How can I help my child feel successful despite her differences?

Ms. Dorothy -
My daughter has some physical disabilities that have affected her learning. She’s a bright girl, but it just takes her a little while longer than her peers to catch on to things. Now that she’s getting older, she’s realizing that it takes her longer to take tests and that her grades are not as high as her classmates. How can I let her know that her best is good enough, even though her grades show differently? And on the other hand, I don’t want her to think grades don’t matter, because they do!
- Mom of Special Ed student

First of all, yes, she is amazing just as she is. And yes, it's important that she knows her momma loves her and sees her as perfect.

It is important that you be an advocate for her as well.
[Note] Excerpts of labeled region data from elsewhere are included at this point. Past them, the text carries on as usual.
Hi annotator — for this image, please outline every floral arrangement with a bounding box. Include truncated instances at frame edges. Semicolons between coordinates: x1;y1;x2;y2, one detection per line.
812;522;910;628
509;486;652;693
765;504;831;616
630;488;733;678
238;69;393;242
Having special needs gives you some legal footing for making sure your daughter gets what she needs to be successful in school.  Take advantage of the leverage you have, and make sure she feels as accomplished as her peers do in the eyes of the school.

Something that might help her grow to value her own hard work would be a report card about how she is doing in class.  Not just the academics, but more specifically, an effort grade attached to every subject area or assignment. 

Working with a second set of grades might help her to see herself differently.  With a 1 to 4 effort rubric, she might find more satisfaction with what she accomplishes.  If a 1 means she gave minimal effort, a 2 means there was some effort, a 3 means a grade-level appropriate amount of effort (proficiency benchmark) and a 4 means above average, advanced or exemplary effort, it would be easy for the teacher to grade her for how hard she works.

She has as much right to be proud of her work as an A student who coasts, and getting that kind of a grade from her teacher will mean more to her than hearing it at home because it's "official."  When she gets her report card she can see that, while she may have gotten a C in Math, she got a 4 for effort - which puts her above other students in her grade. 

It is a tactic to help level the playing field, and by asking her support team to write it into her Individual Education Plan, you shouldn't have to negotiate for getting that kind of help from the school year after year.

Keep talking to her about how every person brings gifts to the world, and not all of them are recognized in the same ways.  Getting A's in school might be Mom's thing right now, but certainly Uncles shine in other ways, and so do big sisters.